O Filósofo Severino Ngoenha desafiou as elites políticas, económicas e intelectuais do país a agirem com sabedoria, ao invés de esperteza, bem como a promover transparência nas suas acções públicas. Ngoenha respondia a uma carta de um estudante Moçambicano na Serra Leoa, em que comparava as realidades sócio-económicas e políticas dos países.
O Filósofo e pesquisador Samuel Joina Ngale, que se encontra na Serra Leoa a estudar, desafiou o seu homólogo, o Professor Severino Ngoenha a pensar nos desafios de Moçambique, comparando com a realidade leonesa.
Na sua carta, Ngale diz que os dois países partilham um histórico de guerras civis, motivados por disputa por recursos naturais, altos níveis de corrupção, desemprego e desníveis sociais.
“Nas províncias do Norte, a combinação de tensão religiosa, exclusão econômica e falta de oportunidades levou os jovens a insurreições extremistas (Morier-Genoud, 2020). Orre e Forquilha (2023) observam que esquemas de emprego mal desenhados reforçam as percepções de captura do Estado. Ambos os contextos revelam como os jovens negligenciados podem tornar-se catalisadores da instabilidade social”, lê-se no documento.
O também escritor prevê um Moçambique mais instável, se nada for feito.
“Moçambique encontra-se numa encruzilhada. Se a corrupção, a desigualdade e a exclusão juvenil persistirem, o conflito pode se espalhar. No entanto, aprendendo com a experiência da Serra Leoa – tanto o seu colapso como a sua recuperação – Moçambique ainda pode evitar o desastre através da transparência, inclusão e renovação institucional”.
Severino Ngoenha reagiu aos escritos, como se a concordar com cada linha de pensamento de Ngale, no que considerou um espelho lúcido para Moçambique.
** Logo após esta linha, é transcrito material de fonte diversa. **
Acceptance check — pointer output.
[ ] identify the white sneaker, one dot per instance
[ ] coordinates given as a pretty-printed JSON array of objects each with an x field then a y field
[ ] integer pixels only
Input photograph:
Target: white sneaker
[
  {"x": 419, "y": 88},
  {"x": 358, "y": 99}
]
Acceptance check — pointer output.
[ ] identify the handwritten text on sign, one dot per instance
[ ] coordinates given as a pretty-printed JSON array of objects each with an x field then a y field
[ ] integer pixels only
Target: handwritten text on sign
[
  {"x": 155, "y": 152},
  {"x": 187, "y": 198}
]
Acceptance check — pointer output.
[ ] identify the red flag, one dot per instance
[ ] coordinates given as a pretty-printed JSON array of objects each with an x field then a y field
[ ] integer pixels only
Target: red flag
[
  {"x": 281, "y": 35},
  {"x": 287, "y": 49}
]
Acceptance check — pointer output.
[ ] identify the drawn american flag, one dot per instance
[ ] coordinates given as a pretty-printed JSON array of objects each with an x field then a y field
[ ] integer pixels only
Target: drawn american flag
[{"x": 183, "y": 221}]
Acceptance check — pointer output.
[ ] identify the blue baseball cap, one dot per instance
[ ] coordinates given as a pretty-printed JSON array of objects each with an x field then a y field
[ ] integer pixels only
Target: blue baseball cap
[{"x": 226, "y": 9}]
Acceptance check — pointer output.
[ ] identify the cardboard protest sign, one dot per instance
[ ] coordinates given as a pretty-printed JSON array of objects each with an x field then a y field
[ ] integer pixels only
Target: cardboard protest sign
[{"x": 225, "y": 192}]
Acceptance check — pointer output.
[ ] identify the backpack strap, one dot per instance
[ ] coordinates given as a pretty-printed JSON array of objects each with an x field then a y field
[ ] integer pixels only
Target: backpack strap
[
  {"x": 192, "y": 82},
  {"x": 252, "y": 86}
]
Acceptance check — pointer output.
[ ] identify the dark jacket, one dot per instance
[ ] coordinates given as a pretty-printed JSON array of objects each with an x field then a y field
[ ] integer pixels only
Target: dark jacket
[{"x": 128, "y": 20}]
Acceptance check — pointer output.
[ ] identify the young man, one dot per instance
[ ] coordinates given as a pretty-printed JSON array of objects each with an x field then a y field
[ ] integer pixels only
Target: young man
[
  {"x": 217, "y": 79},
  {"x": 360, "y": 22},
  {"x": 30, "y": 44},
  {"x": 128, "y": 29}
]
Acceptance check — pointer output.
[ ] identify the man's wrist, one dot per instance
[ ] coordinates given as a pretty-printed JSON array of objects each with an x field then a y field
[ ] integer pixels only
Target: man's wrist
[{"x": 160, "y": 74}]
“Quero dizer com toda a clareza: o povo falou entre outubro e março. E falou de pobreza e desigualdade, mas também de uma humilhação silenciosa – a de ver o país crescer sem si. Se fecharmos os ouvidos, se reduzirmos a sua dor à agitação de [grupos], se nos refugiarmos em tecnicalidades procedimentais, repetiremos a trajectória que arrastou Serra Leoa ao desastre. Com um agravante: a guerra em Cabo Delgado expõe uma linha de fratura que, se negligenciada, pode fragmentar a comunidade política que com tanto custo edificámos”.
Para uma nova realidade, o Professor Ngoenha deixou desafios, primeiro para o que chamou de Elites.
“...peço às elites políticas, económicas e intelectuais um compromisso inequívoco: trocar espertezas de curto prazo por sabedoria de longo prazo; substituir a retórica da vitória por pedagogia de pactos; aceitar a auditoria pública das nossas práticas e instituir mecanismos de transparência forte (contratos abertos, fiscalização parlamentar efectiva, protecção de denunciantes, cortes reais nos privilégios de captura). Sem partilha, não há coesão; sem coesão, não há Moçambique.”
E depois desafiou a juventude a ser sujeito Político.
“…peço o cidadão novo: formado na escola da responsabilidade, capaz de ligar liberdade a dever, criatividade a serviço. Que as universidades, os ateliês de filosofia, os centros cívicos e as comunidades religiosas sejam oficinas de prevenção: lugares onde a crítica se transforma em projeto e o protesto em proposta”.
Severino Ngoenha termina a carta advertindo para que as audições públicas em curso não sejam manobra, nem encenação para ganhar tempo, mas caminhos para a paz efectiva.